First I had to come up with a theme, and early on I felt drawn to doing an English Christmas. To give it a little rustic charm I used an archaic formation, “An Englisc Chrystmasse.” I began to research old English Christmas traditions to get ideas for the party.
For about six weeks leading up to the appointed date, I would put accounts of traditions, history or poems in the ward bulletin, and I would have whoever was conducting present similar material over the pulpit as part of the announcement for the party. Since I had the bishop’s full support, I was able to get these things placed. I don’t have a record of them, but they were just nuggets about Christmas in Britain that I found in my library research and thought were interesting.
I prepared a program for the event. My wife drew a beautiful frontspiece for it; it showed an old man dressed in a robe holding up a Christmas pudding, with two small children looking on.

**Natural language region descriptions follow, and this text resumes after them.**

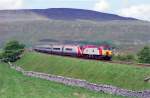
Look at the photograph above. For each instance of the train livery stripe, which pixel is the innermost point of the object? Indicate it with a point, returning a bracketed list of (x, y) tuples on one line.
[(100, 52)]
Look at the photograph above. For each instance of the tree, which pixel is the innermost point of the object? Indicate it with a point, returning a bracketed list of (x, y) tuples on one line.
[(12, 51), (144, 55)]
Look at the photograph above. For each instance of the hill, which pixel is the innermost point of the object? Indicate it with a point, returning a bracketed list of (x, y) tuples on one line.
[(14, 84), (71, 24), (124, 76)]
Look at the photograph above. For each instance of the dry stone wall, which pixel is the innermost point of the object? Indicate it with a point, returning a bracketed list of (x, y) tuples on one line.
[(84, 84)]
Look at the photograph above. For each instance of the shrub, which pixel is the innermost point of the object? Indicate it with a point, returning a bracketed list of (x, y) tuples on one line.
[(12, 51), (144, 55)]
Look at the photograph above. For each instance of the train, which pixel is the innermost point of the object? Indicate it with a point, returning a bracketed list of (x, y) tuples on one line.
[(83, 51)]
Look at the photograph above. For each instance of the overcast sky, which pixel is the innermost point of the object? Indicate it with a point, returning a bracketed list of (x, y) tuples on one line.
[(130, 8)]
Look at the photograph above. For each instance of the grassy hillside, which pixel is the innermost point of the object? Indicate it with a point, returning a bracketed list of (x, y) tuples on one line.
[(124, 76), (15, 85), (120, 32)]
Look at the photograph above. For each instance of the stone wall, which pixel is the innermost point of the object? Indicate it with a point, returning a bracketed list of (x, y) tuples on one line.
[(84, 84)]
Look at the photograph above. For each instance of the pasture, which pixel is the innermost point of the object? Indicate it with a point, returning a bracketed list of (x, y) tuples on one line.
[(15, 85), (120, 75)]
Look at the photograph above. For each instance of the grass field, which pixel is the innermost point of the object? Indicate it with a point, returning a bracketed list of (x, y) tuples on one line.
[(124, 76), (15, 85)]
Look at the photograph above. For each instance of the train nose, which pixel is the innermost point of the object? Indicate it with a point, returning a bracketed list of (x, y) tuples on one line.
[(108, 53)]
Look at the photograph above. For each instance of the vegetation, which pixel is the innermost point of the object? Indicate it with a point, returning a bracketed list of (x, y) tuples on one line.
[(15, 85), (144, 55), (12, 51), (124, 76)]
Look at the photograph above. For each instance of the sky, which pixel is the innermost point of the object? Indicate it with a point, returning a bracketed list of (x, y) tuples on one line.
[(139, 9)]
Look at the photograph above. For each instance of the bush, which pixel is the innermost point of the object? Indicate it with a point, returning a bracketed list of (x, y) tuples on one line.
[(12, 51), (144, 55)]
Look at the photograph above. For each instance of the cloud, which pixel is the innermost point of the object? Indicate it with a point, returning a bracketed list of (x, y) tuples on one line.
[(11, 4), (137, 11), (102, 5)]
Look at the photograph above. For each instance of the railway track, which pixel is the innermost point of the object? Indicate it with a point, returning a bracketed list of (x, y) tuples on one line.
[(114, 62)]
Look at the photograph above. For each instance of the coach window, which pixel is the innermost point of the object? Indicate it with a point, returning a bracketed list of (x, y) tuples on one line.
[(69, 49), (56, 48), (93, 50)]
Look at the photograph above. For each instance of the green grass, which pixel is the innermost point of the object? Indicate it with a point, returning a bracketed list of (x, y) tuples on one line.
[(124, 76), (15, 85)]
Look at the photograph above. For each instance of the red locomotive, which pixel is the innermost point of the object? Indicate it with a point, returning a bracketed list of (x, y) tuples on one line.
[(85, 51)]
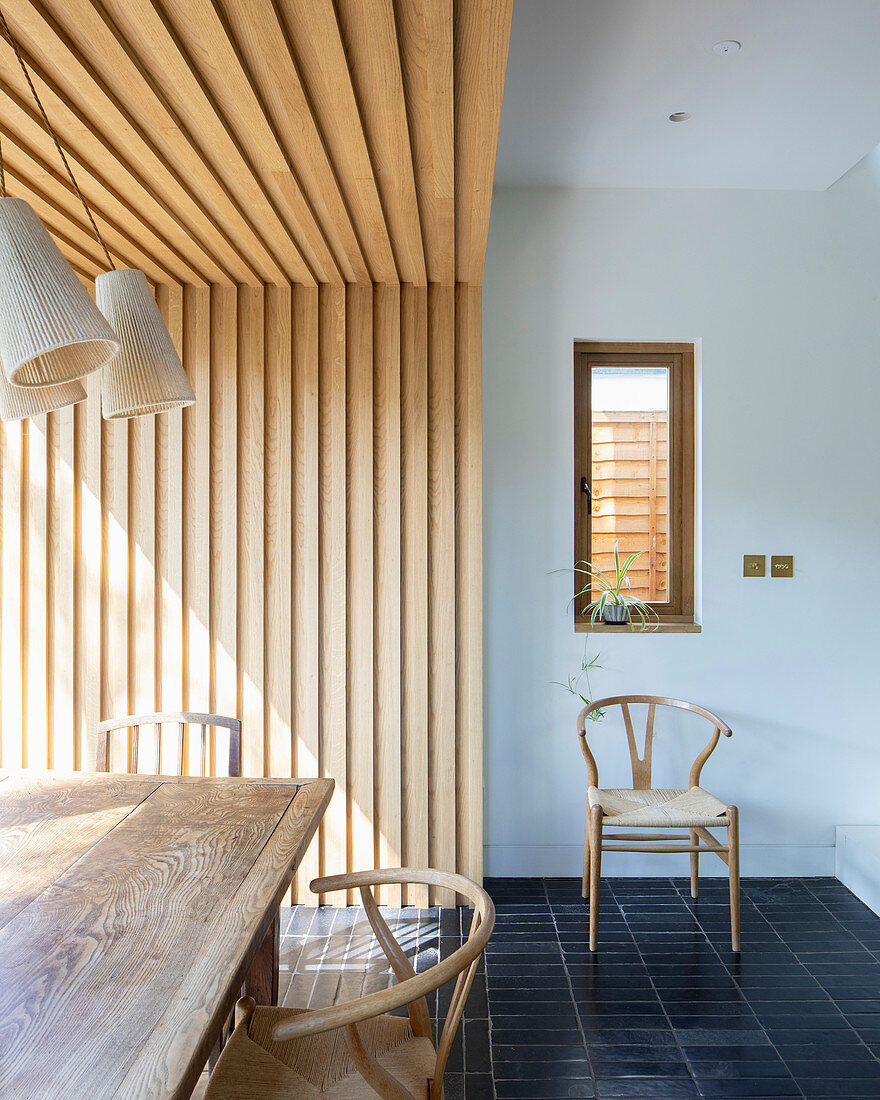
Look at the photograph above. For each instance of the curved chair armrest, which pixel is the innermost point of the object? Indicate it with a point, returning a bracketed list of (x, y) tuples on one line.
[(384, 1000)]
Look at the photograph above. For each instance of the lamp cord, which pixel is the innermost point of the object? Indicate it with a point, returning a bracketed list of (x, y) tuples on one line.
[(54, 136)]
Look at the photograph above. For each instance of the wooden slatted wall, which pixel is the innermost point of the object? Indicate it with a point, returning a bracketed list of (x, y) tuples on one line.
[(307, 184), (301, 549)]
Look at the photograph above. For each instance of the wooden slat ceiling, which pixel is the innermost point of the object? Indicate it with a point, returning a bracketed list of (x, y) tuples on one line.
[(262, 141)]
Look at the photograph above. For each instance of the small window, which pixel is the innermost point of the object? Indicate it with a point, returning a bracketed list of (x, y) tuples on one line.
[(634, 465)]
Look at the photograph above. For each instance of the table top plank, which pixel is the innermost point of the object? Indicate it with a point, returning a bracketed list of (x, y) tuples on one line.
[(114, 979), (198, 1005), (44, 829)]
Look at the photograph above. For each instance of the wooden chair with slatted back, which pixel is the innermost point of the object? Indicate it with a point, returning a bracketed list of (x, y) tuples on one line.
[(642, 806), (356, 1051), (132, 725)]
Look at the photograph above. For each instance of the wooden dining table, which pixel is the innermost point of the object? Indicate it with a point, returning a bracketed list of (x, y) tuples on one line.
[(133, 909)]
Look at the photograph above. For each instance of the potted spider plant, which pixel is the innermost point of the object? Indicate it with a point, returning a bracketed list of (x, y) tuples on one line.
[(615, 604)]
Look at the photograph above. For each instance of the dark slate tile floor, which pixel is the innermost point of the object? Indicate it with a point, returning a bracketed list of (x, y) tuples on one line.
[(664, 1009)]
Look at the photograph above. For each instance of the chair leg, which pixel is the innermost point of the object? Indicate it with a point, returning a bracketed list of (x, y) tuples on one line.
[(585, 880), (595, 872), (694, 866), (733, 859)]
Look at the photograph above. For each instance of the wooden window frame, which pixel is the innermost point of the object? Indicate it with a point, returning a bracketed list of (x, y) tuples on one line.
[(677, 614)]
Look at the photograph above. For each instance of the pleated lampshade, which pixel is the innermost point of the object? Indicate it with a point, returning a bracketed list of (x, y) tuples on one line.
[(18, 403), (51, 331), (147, 375)]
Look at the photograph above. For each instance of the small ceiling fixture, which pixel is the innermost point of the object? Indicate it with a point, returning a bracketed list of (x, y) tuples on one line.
[(146, 375)]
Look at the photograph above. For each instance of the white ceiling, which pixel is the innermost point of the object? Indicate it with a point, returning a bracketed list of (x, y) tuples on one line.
[(591, 85)]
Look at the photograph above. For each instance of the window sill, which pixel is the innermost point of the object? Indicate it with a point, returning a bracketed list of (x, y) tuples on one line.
[(656, 628)]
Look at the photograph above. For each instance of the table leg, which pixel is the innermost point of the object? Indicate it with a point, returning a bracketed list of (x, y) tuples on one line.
[(262, 979)]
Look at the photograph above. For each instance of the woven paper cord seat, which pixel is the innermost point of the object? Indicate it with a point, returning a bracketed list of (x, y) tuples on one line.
[(358, 1049), (255, 1067), (660, 809)]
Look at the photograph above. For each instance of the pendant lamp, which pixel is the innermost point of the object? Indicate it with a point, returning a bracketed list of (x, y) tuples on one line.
[(51, 331), (146, 375), (18, 403)]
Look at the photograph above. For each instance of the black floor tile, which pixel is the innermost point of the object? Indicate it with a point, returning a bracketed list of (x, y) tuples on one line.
[(664, 1010)]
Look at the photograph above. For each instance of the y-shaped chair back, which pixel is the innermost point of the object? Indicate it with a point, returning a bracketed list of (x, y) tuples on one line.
[(641, 765)]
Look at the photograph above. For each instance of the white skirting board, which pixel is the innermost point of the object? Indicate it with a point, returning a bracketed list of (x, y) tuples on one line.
[(758, 860), (857, 861)]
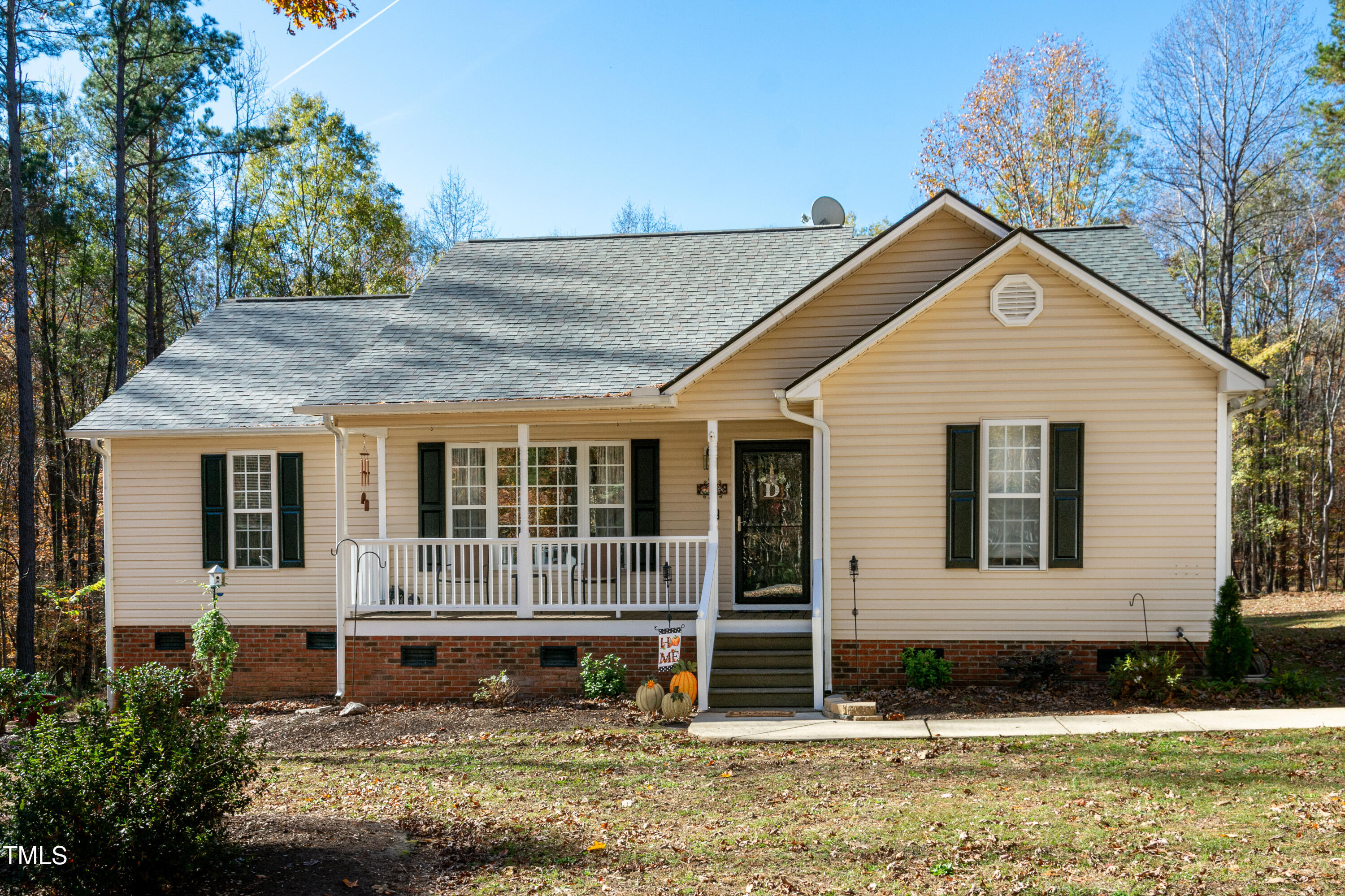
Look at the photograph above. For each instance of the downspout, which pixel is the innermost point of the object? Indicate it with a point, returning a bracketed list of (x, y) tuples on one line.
[(330, 424), (822, 614), (97, 444)]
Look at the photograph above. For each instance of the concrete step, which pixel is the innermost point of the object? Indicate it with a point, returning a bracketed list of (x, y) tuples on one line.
[(762, 679), (762, 697), (762, 658), (742, 641)]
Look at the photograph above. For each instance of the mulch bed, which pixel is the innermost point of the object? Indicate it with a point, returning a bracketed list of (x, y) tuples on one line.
[(322, 856), (419, 726)]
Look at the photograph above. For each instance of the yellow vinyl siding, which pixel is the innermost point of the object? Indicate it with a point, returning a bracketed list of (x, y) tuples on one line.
[(156, 511), (156, 536), (742, 385), (1149, 478)]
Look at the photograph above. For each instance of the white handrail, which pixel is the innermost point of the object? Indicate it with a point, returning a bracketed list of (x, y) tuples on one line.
[(707, 614), (565, 574)]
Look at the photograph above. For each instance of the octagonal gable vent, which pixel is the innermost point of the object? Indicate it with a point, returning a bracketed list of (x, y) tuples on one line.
[(1016, 300)]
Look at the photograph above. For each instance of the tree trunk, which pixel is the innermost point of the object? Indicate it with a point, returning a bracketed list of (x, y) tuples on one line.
[(120, 212), (23, 357)]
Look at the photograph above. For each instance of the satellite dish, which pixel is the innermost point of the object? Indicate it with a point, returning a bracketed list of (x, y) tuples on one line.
[(828, 212)]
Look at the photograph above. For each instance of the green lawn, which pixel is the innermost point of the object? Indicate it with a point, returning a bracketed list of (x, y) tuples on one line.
[(518, 813)]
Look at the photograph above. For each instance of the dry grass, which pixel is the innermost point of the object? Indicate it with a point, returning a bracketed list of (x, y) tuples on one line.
[(518, 813)]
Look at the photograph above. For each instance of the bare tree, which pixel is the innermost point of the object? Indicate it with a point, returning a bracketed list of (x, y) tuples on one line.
[(1220, 99), (455, 213), (631, 220)]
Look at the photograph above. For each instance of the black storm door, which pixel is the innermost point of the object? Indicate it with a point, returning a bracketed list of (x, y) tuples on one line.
[(771, 521)]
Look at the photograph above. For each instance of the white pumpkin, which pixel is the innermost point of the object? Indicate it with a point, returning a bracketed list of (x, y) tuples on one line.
[(677, 706), (649, 696)]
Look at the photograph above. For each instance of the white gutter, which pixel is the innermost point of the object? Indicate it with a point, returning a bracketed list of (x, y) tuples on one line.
[(612, 403), (108, 621), (821, 609), (341, 537), (187, 432)]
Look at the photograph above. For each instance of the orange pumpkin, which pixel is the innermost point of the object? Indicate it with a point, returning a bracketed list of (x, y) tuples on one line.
[(684, 683)]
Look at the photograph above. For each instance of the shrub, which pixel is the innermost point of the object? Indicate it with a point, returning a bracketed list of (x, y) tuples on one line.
[(603, 677), (926, 669), (22, 693), (495, 691), (213, 650), (138, 798), (1230, 653), (1145, 675), (1039, 669), (1297, 683)]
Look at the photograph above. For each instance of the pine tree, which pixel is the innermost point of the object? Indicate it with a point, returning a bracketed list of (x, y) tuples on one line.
[(1230, 653)]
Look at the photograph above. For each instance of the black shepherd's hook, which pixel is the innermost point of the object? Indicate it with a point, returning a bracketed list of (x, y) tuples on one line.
[(1145, 610), (382, 564), (855, 598)]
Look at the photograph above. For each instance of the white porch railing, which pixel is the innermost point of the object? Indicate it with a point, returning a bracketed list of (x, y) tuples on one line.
[(567, 574)]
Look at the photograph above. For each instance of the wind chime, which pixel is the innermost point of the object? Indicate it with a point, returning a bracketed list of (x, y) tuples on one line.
[(364, 470)]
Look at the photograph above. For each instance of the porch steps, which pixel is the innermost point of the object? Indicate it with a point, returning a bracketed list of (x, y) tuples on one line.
[(762, 671)]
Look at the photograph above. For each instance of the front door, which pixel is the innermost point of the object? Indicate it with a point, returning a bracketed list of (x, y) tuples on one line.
[(771, 523)]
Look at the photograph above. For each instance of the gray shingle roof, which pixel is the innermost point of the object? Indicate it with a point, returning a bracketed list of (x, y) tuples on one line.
[(542, 318), (1124, 256), (579, 316), (248, 364)]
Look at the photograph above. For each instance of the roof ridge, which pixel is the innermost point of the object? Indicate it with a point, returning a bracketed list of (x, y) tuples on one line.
[(365, 295), (1111, 226), (666, 233)]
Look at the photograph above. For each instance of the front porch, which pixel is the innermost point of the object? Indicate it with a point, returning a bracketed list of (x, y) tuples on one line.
[(475, 572)]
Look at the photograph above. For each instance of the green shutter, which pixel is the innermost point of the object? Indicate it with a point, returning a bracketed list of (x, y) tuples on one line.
[(963, 500), (1067, 496), (214, 512), (645, 488), (291, 509), (434, 513)]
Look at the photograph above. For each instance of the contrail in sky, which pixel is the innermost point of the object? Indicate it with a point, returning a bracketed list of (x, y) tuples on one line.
[(349, 34)]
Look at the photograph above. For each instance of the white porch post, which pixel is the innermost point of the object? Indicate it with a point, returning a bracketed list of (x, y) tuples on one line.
[(525, 548), (705, 628), (341, 567)]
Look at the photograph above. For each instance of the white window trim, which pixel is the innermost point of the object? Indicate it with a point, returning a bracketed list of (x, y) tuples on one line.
[(275, 524), (985, 492), (493, 482)]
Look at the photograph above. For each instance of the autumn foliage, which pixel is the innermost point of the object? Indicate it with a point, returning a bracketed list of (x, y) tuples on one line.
[(1037, 140), (325, 14)]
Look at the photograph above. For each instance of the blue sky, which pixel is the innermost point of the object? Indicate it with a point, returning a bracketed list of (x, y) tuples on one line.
[(724, 115)]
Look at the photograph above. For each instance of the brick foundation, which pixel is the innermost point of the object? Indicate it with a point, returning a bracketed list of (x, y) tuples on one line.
[(273, 662), (877, 664)]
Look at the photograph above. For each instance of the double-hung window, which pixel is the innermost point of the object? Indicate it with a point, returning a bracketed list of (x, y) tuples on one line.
[(573, 490), (1015, 497), (252, 506)]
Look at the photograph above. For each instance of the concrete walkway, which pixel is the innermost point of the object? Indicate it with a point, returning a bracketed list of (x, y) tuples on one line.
[(810, 726)]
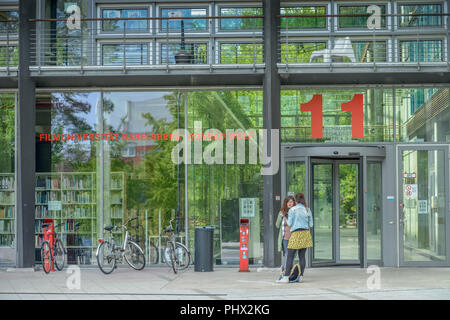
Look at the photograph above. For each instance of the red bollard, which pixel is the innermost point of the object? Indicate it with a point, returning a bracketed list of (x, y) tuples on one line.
[(49, 235), (243, 235)]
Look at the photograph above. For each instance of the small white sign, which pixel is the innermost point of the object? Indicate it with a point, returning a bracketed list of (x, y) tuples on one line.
[(54, 205), (247, 207), (175, 14), (422, 206), (410, 191)]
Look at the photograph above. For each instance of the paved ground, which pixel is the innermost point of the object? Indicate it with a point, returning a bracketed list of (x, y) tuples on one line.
[(228, 283)]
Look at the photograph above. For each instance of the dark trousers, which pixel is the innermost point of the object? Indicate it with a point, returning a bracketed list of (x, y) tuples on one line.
[(290, 260), (285, 243)]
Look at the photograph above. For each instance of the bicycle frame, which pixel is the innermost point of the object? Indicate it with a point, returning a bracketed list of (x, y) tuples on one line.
[(113, 242)]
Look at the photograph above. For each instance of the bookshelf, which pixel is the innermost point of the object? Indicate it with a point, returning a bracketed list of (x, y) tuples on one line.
[(7, 210), (117, 202), (68, 198)]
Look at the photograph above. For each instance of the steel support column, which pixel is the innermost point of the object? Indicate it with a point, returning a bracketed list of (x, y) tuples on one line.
[(25, 143), (271, 120)]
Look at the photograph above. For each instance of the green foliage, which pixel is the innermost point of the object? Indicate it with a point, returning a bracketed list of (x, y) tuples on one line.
[(7, 132)]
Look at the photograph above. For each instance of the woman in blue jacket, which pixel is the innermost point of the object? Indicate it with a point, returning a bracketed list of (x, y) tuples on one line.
[(300, 221)]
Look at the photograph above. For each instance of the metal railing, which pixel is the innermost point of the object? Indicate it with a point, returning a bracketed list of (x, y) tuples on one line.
[(114, 43), (401, 39), (9, 53), (306, 40)]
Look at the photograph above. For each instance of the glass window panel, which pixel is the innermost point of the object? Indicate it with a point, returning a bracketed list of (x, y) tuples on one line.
[(11, 27), (322, 208), (295, 178), (304, 22), (215, 191), (420, 21), (189, 24), (67, 172), (130, 25), (423, 114), (358, 21), (424, 211), (240, 23), (337, 125), (364, 51), (300, 52), (241, 53), (9, 56), (348, 212), (140, 179), (421, 51), (374, 200), (199, 52), (7, 178), (135, 54)]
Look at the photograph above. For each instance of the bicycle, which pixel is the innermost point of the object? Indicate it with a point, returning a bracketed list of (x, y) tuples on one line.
[(176, 254), (55, 253), (108, 253)]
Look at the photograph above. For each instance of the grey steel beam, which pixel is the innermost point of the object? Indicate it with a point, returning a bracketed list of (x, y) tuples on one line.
[(271, 120), (368, 77), (136, 80), (25, 144)]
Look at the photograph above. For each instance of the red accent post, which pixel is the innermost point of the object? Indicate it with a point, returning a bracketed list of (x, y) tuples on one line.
[(49, 235), (243, 235)]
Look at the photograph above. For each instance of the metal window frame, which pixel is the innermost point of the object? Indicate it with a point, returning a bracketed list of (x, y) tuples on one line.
[(339, 5), (161, 6), (102, 43), (102, 7)]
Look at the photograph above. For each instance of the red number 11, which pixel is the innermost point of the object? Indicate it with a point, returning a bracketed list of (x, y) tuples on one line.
[(355, 106)]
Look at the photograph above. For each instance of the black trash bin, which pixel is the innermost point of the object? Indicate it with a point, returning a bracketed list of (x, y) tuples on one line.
[(204, 249)]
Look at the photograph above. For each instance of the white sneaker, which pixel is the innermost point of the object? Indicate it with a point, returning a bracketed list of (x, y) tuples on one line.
[(285, 279)]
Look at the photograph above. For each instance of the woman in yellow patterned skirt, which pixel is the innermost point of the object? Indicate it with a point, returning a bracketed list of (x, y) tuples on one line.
[(300, 221)]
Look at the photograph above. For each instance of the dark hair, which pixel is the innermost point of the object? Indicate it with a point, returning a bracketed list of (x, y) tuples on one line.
[(300, 198), (284, 207)]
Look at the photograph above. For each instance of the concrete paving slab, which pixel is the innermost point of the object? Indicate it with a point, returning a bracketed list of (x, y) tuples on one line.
[(228, 283)]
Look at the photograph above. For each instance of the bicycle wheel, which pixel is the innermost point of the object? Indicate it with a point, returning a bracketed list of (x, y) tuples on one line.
[(183, 256), (59, 255), (106, 259), (134, 256), (153, 253), (172, 257), (166, 255), (46, 257)]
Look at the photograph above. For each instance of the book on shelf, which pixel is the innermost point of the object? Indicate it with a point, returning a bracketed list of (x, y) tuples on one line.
[(6, 240), (77, 182), (7, 212), (7, 197), (76, 197), (47, 182), (77, 212), (7, 226), (7, 183)]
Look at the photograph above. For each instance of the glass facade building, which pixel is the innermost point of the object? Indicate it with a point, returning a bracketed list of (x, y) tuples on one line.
[(358, 94)]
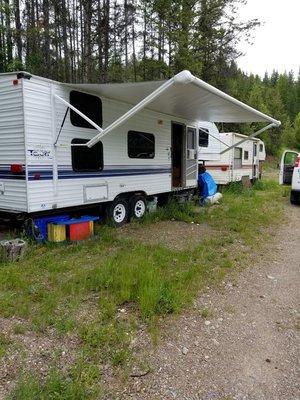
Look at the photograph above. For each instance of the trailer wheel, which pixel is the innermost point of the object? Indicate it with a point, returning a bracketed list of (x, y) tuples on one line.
[(138, 207), (118, 212)]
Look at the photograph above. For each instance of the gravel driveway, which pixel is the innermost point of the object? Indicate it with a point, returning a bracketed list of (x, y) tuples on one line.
[(247, 347)]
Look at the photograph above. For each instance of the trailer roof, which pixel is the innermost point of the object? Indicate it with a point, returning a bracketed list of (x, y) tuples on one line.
[(188, 98)]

This was in the olden days, because to defray costs we charged $3.00 per person (verboten these days). That wasn’t even close to paying it all, so in addition to the budget allocation an anonymous angel donated $600 to make up the necessary difference in cost. The turnout was fantastic; I want to say about 150, which without kids was more than could be accounted for just by ward members; we had lots of guests in attendance.
To get things started, we had a guy dressed up in forest green (think Robin Hood), who danced around the room collecting coins for the poor. I had managed to get a collection of actual British pence to use for this purpose and put one at each place setting. When he came by, you put your coin in his hat. He then would be the first to put his foot across the threshhold (we made an artificial one), thus beginning the festivities. He was called “First Foot.”
The menu was roast beef, roast potatoes, some sort of vegetable (I can’t remember), and other things. The cooks paraded the food through the hall (IE the gym) before it was served to the guests (no buffet tables).
We also had Christmas crackers. That was a lot of crackers to purchase; I knew of a British importer I was able to get them from. Christmas crackers just automatically make it a par-TAY, with the pops and everyone wearing the silly hats.
I had also made arrangements for the local high school madrigal choir to perform for us. They don’t just do it for anyone who asks; the kids had to vote on it, but we had some kids in the choir, and they voted up our activity. They were very professional and very good, and they all enjoyed the evening.
Then we all sang some traditional carols, such as “God Rest Ye Merry, Gentlemen” and “Good King Wenceslaus.”
There was of course dessert at the end, but for the life of me I can’t recall what it was.
The evening went off sensationally. It was, if I do say so myself, the very best Christmas party I ever attended. And due to budget constraints, it’s unlikely that any ward will ever do anything like it again. I have the fondest memories of that magical evening.